Warum erfreuen sich eigentlich Filme über die Auswahlverfahren an Schauspielschulen einer immer wiederkehrenden Konjunktur? Die lange Liste reicht von „Fame“
(fd 39 642) über „Kleine Haie“
(fd 29 750) bis zu „Die Spielwütigen“
(fd 36 511). Nicht zu vergessen die unverwüstlichen Casting-Formate im Privatfernsehen. Auch diese leben vom Fiebern mit den Kandidaten, die keine selbstentblößende Peinlichkeit scheuen, um in den Kreis der Auserwählten aufzusteigen.

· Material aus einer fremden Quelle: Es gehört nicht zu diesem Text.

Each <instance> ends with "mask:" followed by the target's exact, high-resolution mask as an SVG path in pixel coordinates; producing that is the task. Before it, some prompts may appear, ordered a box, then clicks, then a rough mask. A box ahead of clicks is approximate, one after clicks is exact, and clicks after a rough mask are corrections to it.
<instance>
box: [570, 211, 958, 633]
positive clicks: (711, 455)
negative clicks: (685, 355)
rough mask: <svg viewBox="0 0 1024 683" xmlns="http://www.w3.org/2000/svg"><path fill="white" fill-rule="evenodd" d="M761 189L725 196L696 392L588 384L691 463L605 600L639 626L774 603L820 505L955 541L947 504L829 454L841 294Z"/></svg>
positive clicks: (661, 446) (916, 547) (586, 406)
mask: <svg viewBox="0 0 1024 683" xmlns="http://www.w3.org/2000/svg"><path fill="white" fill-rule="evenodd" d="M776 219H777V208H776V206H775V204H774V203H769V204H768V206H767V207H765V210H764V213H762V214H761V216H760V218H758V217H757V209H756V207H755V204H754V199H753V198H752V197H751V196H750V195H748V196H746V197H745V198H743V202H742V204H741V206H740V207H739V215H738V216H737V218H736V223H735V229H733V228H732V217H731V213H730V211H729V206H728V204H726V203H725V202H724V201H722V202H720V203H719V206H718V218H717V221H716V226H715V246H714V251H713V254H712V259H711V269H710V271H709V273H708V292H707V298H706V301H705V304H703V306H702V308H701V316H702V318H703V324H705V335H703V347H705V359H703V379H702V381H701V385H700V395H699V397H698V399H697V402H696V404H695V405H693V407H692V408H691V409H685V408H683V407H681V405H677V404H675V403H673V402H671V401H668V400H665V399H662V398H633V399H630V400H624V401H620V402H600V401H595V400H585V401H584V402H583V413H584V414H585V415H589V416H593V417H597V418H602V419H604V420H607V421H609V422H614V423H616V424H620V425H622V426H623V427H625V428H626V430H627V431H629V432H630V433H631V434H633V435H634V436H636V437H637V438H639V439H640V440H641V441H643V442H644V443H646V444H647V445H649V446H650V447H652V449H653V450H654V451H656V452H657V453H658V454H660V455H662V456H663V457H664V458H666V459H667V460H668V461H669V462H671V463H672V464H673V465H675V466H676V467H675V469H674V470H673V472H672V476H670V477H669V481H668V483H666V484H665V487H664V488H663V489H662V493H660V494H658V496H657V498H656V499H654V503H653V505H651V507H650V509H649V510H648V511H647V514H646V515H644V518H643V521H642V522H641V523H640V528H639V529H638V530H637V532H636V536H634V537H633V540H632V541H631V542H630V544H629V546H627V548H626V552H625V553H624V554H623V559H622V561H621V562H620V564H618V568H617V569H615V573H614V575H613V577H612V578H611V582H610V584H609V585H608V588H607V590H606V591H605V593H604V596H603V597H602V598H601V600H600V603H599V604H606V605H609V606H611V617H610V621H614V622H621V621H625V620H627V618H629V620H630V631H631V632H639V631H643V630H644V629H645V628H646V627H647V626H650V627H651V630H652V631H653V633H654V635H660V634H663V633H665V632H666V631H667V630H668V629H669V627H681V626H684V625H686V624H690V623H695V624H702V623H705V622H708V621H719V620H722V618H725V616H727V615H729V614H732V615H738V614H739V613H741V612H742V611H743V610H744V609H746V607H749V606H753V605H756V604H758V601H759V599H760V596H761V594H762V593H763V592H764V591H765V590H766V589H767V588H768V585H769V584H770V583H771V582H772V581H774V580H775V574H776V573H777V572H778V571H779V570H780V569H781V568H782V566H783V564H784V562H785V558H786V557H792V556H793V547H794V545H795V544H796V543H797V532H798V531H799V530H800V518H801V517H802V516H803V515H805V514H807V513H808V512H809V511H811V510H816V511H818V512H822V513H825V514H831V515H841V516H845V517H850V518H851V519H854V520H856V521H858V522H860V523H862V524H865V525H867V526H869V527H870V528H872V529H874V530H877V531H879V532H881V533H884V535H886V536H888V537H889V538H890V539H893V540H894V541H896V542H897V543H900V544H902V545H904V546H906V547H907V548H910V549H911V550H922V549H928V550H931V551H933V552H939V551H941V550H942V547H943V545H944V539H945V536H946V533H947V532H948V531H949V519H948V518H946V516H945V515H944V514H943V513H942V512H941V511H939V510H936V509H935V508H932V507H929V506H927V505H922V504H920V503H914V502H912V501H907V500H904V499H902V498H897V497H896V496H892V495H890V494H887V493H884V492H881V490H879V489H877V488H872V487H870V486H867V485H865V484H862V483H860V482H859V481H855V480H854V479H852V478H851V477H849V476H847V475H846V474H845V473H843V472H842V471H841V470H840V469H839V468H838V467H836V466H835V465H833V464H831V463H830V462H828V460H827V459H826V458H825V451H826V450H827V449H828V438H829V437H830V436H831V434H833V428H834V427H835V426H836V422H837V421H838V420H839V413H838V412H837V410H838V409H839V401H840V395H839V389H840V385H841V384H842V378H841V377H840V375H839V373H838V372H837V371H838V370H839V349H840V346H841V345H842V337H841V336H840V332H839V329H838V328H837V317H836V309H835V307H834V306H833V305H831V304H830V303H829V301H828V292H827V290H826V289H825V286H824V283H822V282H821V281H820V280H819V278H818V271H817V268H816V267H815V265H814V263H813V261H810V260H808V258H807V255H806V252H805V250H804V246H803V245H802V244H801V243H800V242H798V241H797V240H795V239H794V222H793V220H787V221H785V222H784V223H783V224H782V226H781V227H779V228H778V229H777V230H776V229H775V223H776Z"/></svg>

Der Dokumentarfilm „Die Prüfung“ von Till Harms erfindet dieses Genre nicht neu, schafft es aber immerhin, hinter die Kulissen der mit Vorliebe wenig Wert auf Transparenz legenden Kommissionen zu schauen. Ausgehend von 687 Bewerbern, die um zehn Plätze kämpfen, richtet der Film neun Tage lang den Blick vor allem auf die neun Prüfer an der Staatlichen Schauspielschule Hannover, aus der so erfolgreiche Mimen wie Katharina Schüttler oder Susanne Wolff hervorgegangen sind.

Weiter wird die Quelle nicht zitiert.